The first reason why I decided I liked this film was how it made me think. Quotes like "If you wake up at a different time in a different place, could you wake up as a different person?" really caught my attention and made me think about a concept like the one stated in the quote. Tyler Durden proposes that none of us are special, and the human race is composed of the same decaying matter. He says we are "the all-singing, all-dancing crap of the world." This is a very harsh concept, true, but has everyone thought they were not special at some time in their life?

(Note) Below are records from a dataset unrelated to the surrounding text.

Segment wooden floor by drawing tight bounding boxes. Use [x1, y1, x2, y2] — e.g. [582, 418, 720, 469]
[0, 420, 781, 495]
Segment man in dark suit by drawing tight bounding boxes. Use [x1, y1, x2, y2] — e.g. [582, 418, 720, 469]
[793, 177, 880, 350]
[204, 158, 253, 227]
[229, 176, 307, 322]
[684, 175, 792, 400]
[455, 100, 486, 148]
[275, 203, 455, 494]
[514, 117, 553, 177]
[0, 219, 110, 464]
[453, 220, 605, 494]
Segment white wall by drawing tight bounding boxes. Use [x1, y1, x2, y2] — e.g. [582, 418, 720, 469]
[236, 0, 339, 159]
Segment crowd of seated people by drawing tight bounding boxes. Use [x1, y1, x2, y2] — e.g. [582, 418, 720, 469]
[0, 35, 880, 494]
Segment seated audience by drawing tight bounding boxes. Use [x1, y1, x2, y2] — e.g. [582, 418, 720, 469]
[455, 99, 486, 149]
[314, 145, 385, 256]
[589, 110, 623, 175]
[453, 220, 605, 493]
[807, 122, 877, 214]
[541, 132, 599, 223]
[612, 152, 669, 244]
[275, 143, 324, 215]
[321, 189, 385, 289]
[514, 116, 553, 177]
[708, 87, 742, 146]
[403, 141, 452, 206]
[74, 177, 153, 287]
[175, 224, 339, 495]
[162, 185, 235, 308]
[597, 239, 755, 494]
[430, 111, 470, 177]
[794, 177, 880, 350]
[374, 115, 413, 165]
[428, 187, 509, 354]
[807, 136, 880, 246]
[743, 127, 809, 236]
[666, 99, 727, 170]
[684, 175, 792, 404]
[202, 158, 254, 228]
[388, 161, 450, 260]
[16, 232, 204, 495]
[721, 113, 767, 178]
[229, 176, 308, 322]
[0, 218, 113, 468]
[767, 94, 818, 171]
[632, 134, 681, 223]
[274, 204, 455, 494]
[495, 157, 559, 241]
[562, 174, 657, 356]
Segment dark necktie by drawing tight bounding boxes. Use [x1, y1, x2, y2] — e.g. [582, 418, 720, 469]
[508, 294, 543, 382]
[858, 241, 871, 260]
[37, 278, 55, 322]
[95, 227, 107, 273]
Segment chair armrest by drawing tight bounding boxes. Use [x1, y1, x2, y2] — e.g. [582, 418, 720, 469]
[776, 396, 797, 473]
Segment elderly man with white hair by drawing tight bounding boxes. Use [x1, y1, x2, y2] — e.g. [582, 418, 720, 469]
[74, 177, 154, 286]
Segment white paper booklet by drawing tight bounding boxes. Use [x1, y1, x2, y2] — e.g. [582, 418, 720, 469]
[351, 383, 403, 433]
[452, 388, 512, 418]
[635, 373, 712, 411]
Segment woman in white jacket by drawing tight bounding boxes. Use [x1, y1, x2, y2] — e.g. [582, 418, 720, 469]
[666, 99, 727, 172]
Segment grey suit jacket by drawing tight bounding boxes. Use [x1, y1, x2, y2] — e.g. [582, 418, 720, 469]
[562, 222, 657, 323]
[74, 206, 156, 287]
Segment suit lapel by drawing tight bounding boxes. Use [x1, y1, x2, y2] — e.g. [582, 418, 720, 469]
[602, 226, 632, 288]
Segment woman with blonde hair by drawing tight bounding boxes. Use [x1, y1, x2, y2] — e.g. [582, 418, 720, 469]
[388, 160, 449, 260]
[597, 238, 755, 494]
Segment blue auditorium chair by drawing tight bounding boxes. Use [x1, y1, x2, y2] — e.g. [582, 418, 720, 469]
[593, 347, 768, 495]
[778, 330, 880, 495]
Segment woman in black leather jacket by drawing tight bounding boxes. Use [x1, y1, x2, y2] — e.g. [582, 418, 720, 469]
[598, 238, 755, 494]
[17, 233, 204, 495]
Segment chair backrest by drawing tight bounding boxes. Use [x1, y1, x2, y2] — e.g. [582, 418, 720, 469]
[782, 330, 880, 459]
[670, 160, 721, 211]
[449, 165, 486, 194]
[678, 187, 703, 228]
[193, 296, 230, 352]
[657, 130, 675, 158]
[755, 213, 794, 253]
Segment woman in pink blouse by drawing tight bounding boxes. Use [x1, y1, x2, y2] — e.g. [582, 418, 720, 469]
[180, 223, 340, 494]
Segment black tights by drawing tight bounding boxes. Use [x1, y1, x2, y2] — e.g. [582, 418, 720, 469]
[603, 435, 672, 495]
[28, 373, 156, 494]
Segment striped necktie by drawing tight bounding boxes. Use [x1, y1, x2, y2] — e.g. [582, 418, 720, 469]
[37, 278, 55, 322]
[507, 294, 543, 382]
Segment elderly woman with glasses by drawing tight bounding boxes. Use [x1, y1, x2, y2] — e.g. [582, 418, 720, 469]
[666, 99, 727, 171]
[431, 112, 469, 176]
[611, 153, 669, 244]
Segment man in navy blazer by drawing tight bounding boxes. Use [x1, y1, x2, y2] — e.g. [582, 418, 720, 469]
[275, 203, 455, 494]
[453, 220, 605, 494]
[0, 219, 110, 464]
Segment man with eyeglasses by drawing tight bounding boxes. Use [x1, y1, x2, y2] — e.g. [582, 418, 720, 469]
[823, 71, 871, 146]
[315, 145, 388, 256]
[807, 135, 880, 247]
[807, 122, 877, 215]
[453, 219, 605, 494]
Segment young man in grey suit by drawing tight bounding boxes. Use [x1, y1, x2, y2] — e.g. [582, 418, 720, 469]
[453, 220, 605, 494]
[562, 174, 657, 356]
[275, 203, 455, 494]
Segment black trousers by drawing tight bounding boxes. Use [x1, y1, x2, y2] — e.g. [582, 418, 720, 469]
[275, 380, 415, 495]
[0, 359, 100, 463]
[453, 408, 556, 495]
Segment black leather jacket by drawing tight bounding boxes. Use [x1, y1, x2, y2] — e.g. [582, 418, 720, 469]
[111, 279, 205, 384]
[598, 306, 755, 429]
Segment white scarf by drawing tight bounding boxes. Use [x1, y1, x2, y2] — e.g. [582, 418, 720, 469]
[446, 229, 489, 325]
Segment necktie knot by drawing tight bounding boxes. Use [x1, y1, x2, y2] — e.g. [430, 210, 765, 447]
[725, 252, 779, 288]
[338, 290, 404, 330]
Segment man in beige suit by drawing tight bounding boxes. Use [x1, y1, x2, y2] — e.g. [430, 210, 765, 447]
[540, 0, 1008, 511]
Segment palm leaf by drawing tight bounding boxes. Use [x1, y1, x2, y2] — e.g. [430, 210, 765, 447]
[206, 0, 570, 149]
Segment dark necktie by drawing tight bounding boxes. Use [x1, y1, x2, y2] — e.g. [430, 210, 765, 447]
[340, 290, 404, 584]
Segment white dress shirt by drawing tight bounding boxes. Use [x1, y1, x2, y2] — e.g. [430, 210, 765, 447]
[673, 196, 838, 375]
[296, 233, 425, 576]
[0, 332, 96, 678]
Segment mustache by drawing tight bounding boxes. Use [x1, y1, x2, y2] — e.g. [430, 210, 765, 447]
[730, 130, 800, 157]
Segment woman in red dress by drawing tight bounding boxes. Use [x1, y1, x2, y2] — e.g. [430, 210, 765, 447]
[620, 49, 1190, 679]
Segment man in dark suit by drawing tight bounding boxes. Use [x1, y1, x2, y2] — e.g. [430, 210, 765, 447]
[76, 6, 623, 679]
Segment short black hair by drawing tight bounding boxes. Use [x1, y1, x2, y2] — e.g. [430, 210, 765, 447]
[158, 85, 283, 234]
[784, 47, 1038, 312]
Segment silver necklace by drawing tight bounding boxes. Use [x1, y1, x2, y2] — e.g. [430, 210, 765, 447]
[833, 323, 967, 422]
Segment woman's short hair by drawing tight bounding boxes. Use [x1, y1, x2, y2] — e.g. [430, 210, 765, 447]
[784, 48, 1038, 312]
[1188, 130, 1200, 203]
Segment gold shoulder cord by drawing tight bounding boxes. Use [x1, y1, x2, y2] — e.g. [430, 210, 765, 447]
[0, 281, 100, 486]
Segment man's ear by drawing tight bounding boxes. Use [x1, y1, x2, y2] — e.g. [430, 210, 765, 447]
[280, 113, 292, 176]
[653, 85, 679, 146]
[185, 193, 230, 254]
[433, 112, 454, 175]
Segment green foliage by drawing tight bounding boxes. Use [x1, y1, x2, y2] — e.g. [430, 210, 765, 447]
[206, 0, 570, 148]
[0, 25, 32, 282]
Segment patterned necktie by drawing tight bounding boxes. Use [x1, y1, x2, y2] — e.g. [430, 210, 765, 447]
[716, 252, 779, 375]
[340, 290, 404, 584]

Another aspect that made me enjoy this movie was the witty dialogue adapted from the original novel by Chuck Palahniuk (also recommended for you to give a try) and how the actors portrayed it. The clever cast of Edward Norton, Brad Pitt and Helena Bonham Carter made the movie bleed talent, tearing the script inside out and ripping open the core of a more twisted moral that very few choose to understand. The actors were memorable in every single way, making you say "Oh, Edward Norton? He was in Fight Club!" after having him brought up in conversation. No one else could have interpreted the parts better, or have looked better shirtless.

Probably the most important reason why this movie is a must-see is how it is a chex-mix of genres, making all involved in the watching of this film enjoy it in some sort of way. It is intellectual for the reasons stated in the first paragraph. The movie touches on points and concepts people do not normally think or talk about in everyday life. It explains a world that we could create if only we could (or could not?) take charge of our lives. It is romantic in a demented way, as we all have love-hate relationships. It is dramatic, in that no one understands the narrator and all he goes through. His life and relationships are dysfunctional, and he does not comprehend what goes on in his own mind. Most of all, it is a violent/action/adventure, a little bit about sweaty men and soap.

With this in mind, Fight Club is a classic on my list of movies that every human should see before they die. It is a tragic, romantic, violent, dramatic biography of the Paper Street Soap company and how one man's life needed to change. "You met me at a very strange time in my life," the narrator says, watching the world fall before his eyes, thinking maybe now his life will start over again.